В сущности, я был почти счастлив в этой полуторамесячной грязи и тумане, где по утрам, просыпаясь, радостно обнаруживал свой спальный мешок плавающим в луже, образовавшейся за ночь при помощи дождя и протекающей палатки, – и можно было еще немного полежать, не двигаясь, в воде, тихонечко матерясь и переговариваясь с товарищами, предвкушая длительную сушку у костра с решительным завтраком из сала, тушенки, черного хлеба и чая с плавающей в нем увядшей хвоей, а если захочется, то и спирта; где можно было ни о чем не думать и самый серьезный вопрос, требовавший постоянного разрешения, был такой: пить спирт с утра, с обеда или подождать до вечера? Но можно было пить его, если хотелось, и с утра, и в обед, и даже с ужина до завтрака без перерыва. Только немного покалывало усталое сердце, когда добытые из ям кости складывали в целлофановые мешки и тащили на братское кладбище.

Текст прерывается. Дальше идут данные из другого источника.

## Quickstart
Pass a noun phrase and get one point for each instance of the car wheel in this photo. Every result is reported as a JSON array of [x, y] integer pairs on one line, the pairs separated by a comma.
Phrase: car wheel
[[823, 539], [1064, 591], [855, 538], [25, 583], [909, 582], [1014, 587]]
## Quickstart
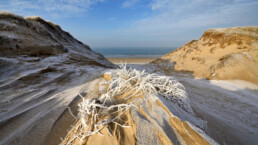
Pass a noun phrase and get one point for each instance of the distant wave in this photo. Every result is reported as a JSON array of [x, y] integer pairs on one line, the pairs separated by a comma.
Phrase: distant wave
[[132, 56]]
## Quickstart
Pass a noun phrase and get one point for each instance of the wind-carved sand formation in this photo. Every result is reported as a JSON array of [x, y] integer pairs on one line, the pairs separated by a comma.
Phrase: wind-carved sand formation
[[224, 54], [52, 92], [56, 90]]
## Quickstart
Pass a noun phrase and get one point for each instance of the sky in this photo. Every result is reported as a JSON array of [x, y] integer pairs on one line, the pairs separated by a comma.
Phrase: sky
[[138, 23]]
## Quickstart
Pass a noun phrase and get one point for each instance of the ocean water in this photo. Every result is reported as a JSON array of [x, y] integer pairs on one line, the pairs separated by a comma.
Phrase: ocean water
[[133, 52]]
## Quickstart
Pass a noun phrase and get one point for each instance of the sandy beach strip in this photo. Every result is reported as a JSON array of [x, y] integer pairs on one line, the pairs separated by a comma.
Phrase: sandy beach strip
[[131, 60]]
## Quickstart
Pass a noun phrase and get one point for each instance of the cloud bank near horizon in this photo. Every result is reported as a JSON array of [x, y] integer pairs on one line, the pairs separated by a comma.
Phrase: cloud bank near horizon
[[143, 23]]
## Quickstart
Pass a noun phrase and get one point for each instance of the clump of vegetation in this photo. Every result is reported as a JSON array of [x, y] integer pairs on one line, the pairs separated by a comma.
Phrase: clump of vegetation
[[125, 86]]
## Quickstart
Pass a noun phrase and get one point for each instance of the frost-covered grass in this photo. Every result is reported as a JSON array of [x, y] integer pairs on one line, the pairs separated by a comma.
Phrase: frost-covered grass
[[125, 86]]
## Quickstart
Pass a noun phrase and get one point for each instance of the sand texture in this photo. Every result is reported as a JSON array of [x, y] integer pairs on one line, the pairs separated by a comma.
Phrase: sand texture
[[225, 53], [149, 122]]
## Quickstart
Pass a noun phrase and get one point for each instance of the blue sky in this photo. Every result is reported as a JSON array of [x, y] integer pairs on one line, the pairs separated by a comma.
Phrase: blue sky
[[138, 23]]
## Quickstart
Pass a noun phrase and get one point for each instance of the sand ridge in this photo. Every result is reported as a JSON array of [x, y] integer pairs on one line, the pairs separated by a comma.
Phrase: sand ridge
[[149, 108], [225, 54]]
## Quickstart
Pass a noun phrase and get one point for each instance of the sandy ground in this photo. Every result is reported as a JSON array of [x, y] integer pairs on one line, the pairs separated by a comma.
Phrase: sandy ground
[[131, 60], [229, 106]]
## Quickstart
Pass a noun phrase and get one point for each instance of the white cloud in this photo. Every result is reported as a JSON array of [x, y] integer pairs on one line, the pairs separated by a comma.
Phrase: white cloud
[[53, 7], [129, 3], [175, 22]]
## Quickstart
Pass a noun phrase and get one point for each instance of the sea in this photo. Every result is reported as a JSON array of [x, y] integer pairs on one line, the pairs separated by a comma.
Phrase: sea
[[134, 52]]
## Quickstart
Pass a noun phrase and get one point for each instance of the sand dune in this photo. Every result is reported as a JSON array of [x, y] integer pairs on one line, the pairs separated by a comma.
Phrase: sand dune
[[56, 90], [225, 53]]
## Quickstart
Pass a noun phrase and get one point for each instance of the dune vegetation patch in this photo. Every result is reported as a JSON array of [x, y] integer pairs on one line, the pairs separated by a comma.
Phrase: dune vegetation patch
[[109, 113]]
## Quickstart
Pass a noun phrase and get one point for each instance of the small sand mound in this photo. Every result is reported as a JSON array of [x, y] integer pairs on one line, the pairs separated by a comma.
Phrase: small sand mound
[[113, 112], [224, 53]]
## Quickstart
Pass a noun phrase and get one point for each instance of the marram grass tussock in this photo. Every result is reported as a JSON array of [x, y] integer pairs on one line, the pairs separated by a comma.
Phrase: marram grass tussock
[[95, 114]]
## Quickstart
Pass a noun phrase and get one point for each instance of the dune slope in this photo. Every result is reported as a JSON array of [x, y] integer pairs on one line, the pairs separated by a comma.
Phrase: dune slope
[[224, 53], [42, 70]]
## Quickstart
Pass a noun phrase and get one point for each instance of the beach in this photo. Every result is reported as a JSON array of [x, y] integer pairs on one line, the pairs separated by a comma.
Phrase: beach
[[131, 60]]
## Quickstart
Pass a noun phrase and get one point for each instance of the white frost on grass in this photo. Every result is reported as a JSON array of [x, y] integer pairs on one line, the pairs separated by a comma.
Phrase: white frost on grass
[[128, 83]]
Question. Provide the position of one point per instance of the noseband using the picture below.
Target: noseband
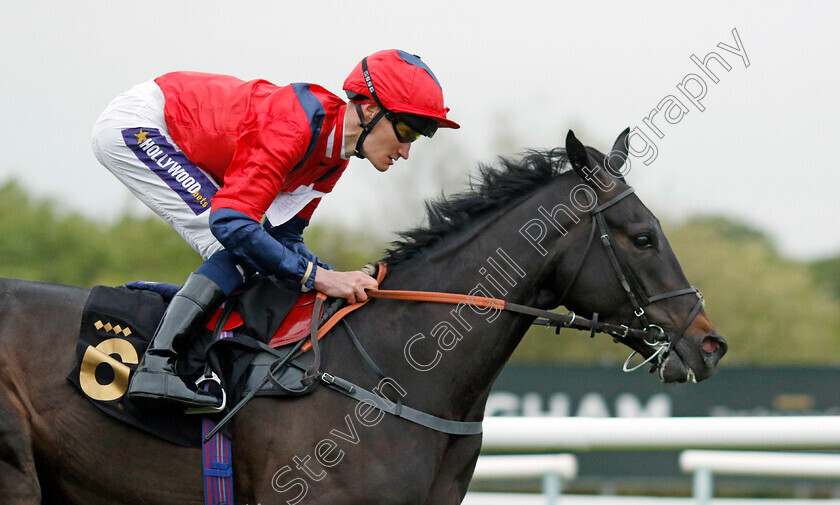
(653, 335)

Какая-то смешная получается жизнь, размышлял я, лежа у костра, в минуты мимолетной ясности: сначала военное училище и Афган, мелкая пыль в глазах и на зубах; сотрясающая тело, анестезирующая пулеметная дробь, которая охватывает пылающую голову, и уже ничего не слышишь и не понимаешь; незадумчивость и равнодушие, животный ужас за сына, затем университет и изучение всех этих древностей, затем еще множество случайных людей и занятий, а теперь и вовсе – ложась спать в воскресенье, не знаешь, чем будешь заниматься в понедельник. И надо ли вообще чем-нибудь заниматься? Очевидно, думалось мне, я человек, хронически не умеющий жить, безотрывно и с удивлением смотрящий на других людей и в книги с целью все же научиться этому делу, но так ничему и не научающийся. Все встречи с друзьями и недругами, все разговоры ни о чем и философствования о чем-то важном, все пьяные дебоши, все яблоки, все золотые шары, все мысли веков, все мечты, все миры вносили только тревогу, но никак не объясняли мне, как жить завтра или на следующей неделе, как превозмогать отвращение к жизни и как понимать ее радость, чем вооружиться самому и вооружить своего маленького сына. Я заблудился, пройдя до середины. Я тонул. Все злей и свирепей дул ветер из степи.